Quinoline Yellow WS
- Names: IUPAC name Sodium 2-(1,3-dioxoindan-2-yl)quinolinedisulfonate

Identifiers
- CAS Number: 8004-92-0;
- 3D model (JSmol): Interactive image;
- ChemSpider: 23070;
- ECHA InfoCard: 100.116.526
- EC Number: 305-897-5;
- E number: E104 (colours)
- PubChem CID: 24671;
- UNII: 35SW5USQ3G;
- CompTox Dashboard (EPA): DTXSID70873122 DTXSID0041721, DTXSID70873122 ;

Properties
- Chemical formula: C_{18}H_{13}NO_{5/8/11}S_{1/2/3}Na_{1/2/3}
- Molar mass: 477.38 g/mol
- Appearance: Greenish yellow powder
- Melting point: 150 °C (302 °F; 423 K) (decomposes)
- Solubility in water: Soluble
- Acidity (pK_{a}): 1.8
- Hazards: GHS labelling:
- Pictograms: GHS07: Exclamation mark
- Signal word: Warning
- Hazard statements: H302
- Precautionary statements: P264, P270, P301+P312, P501

= Quinoline Yellow WS =

"Mixture of water-soluble organic compounds from Quinoline Yellow dye"

Quinoline Yellow WS (/ˈkwɪnəli:n/) is a mixture of organic compounds derived from the dye Quinoline Yellow SS (spirit soluble). Owing to the presence of sulfonate groups, the WS dyes are water-soluble (WS). It is a mixture of disulfonates (principally), monosulfonates and trisulfonates of 2-(2-quinolyl)indan-1,3-dione with a maximum absorption wavelength of 416 nm.^{p. 119}

==Uses==
Quinoline Yellow is used as a greenish yellow food additive in certain countries, designated in Europe as the E number E104. In the EU and Australia, Quinoline Yellow is permitted in beverages and is used in foods, like sauces, decorations, and coatings; Quinoline Yellow is not listed as a permitted food additive in Canada or the US, where it is permitted in medicines and cosmetics and is known as D&C Yellow 10. The Codex Alimentarius does not list it.

==Health effects==
Quinoline Yellow WS has not been associated with any significant long-term toxicity, is not genotoxic or carcinogenic and there is no evidence of adverse effects on reproduction or development. Food colorants in general have been the subject of much scrutiny for their effect on health.

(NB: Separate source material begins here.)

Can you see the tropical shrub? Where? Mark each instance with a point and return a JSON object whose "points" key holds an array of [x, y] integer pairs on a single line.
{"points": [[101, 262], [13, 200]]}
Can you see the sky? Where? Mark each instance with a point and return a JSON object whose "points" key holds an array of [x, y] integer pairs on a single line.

=== Possible cause of hyperactivity ===
Since the 1970s and the well-publicized advocacy of Benjamin Feingold, there has been public concern that food colorings may cause ADHD-like behavior in children. These concerns have led the U.S. FDA and other food safety authorities to regularly review the scientific literature, and led the UK FSA to commission a study by researchers at the University of Southampton to assess the effect of a mixture of six food dyes (Tartrazine, Allura Red, Ponceau 4R, Quinoline Yellow WS, Sunset Yellow FCF and Carmoisine (dubbed the "Southampton 6")) and sodium benzoate (a preservative) on children in the general population, who consumed them in beverages; the study published in 2007. The study found "a possible link between the consumption of these artificial colours and a sodium benzoate preservative and increased hyperactivity" in the children; the advisory committee to the FSA that evaluated the study also determined that because of study limitations, the results could not be extrapolated to the general population, and further testing was recommended".

The European regulatory community, with a stronger emphasis on the precautionary principle, required labelling and temporarily reduced the acceptable daily intake (ADI) for the food colorings; the UK FSA called for voluntary withdrawal of the colorings by food manufacturers. However, in 2009 the EFSA re-evaluated the data at hand and determined that "the available scientific evidence does not substantiate a link between the color additives and behavioral effects". On the basis of other evidence the EFSA also reduced the acceptable daily intake (ADI) from 10 to 0.5 mg/kg.

The US FDA did not make changes following the publication of the Southampton study, but following a citizen petition filed by the Center for Science in the Public Interest in 2008, requesting the FDA ban several food additives, the FDA commenced a review of the available evidence, and still made no changes.

No evidence supports broad claims that food coloring causes food intolerance and ADHD-like behavior in children. It is possible that certain food coloring may act as a trigger in those who are genetically predisposed, but the evidence is weak.